They bulldozed our house this afternoon. Then they bulldozed the rest of the neighborhood. We sat on the front lawn and watched. My brother held my hand and asked a man in a suit with a clipboard if he had seen our dog. The man did not say anything. The bulldozers were loud and looked like sea squid.
The men inside the bulldozers smoked cigarettes and listened to music and tapped their feet. Our neighbors sat on their front lawns and looked at one another and some of them were crying and thinking that they should not be crying.
Later, in the afternoon, a man with a yellow star came with red rope and told us that we could not sit on the lawn. He had a neat haircut and smooth skin. He said people like us should be happy that we are still alive.
It was that bad, he said. Some people like us did not make it out of here alive, he said. His wife had probably ironed his pants that morning. There were crisp lines in his pants. The lines ran up the sides. The man was definitely important so we did not ask him questions. My brother squinted because it was sunny.

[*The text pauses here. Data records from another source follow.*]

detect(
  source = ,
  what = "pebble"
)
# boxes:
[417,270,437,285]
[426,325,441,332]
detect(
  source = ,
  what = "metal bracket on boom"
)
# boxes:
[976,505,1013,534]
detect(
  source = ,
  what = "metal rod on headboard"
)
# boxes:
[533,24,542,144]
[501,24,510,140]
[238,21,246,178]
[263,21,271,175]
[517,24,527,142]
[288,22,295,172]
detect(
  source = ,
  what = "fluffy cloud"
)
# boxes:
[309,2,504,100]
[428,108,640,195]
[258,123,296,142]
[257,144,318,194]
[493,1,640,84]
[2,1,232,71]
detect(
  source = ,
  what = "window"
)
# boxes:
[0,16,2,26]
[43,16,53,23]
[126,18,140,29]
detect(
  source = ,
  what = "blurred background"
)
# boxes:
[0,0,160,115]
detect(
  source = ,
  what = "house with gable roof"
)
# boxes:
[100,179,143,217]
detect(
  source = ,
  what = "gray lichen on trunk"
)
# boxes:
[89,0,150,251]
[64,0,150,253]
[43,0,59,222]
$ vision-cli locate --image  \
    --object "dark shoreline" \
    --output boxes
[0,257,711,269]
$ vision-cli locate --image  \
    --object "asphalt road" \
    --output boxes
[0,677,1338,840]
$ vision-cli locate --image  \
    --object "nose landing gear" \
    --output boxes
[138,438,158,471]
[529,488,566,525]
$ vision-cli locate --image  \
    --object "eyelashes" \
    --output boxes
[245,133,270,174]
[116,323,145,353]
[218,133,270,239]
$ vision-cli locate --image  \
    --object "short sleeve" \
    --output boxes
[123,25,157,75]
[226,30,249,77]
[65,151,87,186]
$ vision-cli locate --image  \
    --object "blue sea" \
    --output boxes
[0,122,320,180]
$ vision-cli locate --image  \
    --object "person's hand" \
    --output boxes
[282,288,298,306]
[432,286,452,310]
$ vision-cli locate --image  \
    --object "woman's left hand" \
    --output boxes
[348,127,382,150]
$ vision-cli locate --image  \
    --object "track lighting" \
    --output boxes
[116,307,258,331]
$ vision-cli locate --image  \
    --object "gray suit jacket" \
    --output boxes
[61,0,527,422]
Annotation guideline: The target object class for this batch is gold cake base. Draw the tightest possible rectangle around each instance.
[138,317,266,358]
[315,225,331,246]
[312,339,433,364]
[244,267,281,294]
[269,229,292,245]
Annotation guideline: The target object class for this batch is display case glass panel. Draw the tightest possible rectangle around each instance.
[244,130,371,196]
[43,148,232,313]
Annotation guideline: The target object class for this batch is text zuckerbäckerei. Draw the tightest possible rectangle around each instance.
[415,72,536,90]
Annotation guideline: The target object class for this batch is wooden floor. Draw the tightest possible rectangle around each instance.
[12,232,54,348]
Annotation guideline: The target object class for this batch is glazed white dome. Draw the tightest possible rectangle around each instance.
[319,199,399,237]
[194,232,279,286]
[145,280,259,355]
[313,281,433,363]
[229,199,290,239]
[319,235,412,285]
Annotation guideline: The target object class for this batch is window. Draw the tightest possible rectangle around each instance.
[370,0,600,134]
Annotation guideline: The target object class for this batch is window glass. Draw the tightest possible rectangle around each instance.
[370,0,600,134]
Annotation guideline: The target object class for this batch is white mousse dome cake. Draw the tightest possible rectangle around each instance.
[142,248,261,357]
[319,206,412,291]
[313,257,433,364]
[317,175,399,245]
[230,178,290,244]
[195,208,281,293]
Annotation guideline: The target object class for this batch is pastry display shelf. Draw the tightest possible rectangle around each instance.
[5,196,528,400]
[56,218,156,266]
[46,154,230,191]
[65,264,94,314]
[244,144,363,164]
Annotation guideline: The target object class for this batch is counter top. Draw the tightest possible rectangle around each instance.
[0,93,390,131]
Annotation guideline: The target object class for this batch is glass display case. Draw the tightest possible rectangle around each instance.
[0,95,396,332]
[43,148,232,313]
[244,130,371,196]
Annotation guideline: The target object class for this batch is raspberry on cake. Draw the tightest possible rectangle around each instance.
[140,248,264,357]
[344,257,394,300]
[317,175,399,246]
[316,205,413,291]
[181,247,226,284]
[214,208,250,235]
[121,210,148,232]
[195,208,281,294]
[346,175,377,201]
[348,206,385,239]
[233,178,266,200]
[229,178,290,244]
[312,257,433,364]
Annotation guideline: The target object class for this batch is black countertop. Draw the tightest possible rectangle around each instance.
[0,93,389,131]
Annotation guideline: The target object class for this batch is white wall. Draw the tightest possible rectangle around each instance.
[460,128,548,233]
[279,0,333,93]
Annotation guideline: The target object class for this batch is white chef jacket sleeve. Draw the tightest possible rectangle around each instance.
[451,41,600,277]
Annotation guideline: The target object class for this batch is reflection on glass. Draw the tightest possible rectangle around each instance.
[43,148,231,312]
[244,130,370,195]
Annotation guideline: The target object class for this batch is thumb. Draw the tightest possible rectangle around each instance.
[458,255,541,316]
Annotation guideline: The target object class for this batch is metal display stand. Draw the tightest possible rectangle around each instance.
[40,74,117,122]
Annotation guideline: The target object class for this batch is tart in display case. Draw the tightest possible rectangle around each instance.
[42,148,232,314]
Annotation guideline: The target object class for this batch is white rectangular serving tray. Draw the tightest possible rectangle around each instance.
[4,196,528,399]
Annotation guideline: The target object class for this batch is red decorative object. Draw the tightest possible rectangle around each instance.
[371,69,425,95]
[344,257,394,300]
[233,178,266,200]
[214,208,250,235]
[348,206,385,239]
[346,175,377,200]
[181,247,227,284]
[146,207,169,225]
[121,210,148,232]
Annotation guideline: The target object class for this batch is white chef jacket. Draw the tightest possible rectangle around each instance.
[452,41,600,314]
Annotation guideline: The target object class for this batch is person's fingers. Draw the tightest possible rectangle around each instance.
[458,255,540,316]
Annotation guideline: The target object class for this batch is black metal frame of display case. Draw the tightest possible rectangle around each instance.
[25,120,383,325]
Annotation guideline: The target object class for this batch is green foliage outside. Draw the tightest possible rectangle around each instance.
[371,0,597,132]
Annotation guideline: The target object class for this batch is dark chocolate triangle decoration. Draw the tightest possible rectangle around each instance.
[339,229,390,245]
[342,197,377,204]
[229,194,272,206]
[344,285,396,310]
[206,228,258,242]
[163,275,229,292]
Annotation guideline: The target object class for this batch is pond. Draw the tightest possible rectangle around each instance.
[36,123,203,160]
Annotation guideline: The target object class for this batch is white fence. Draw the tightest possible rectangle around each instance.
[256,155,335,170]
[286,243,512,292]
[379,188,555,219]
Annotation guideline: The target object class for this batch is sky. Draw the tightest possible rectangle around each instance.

I nodded. I should be happy that I am not dead. Our neighbors did not look happy to be alive. Our neighbors looked angry that they were alive. There would be other people who would be happy to be alive, I thought and my face began to get hot. I knew that the blood in my body was going to my face because that is what my seventh grade science teacher told me—-she told me I would turn red. But I have never turned red.
Our next door neighbor yelled at the man with the yellow star. Our neighbor did not have any shirt on and he looked dirty. The man who yelled looked like he was not happy to be alive. Other neighbors yelled at the man with the yellow star. None of them looked happy to be alive, either. Some of them looked mean and were covered in cuts and dirt. Some of them spit when they yelled. My brother held my hand.
Our house fell at four in the afternoon. It fell quickly like it was made of paper. The man with the crisp pants did not come by and pat me on the back. He was doing important things in other neighborhoods. He was making sure people knew that they were safe and that they were lucky to be alive.
It wasn’t fair that everyone was mad at him.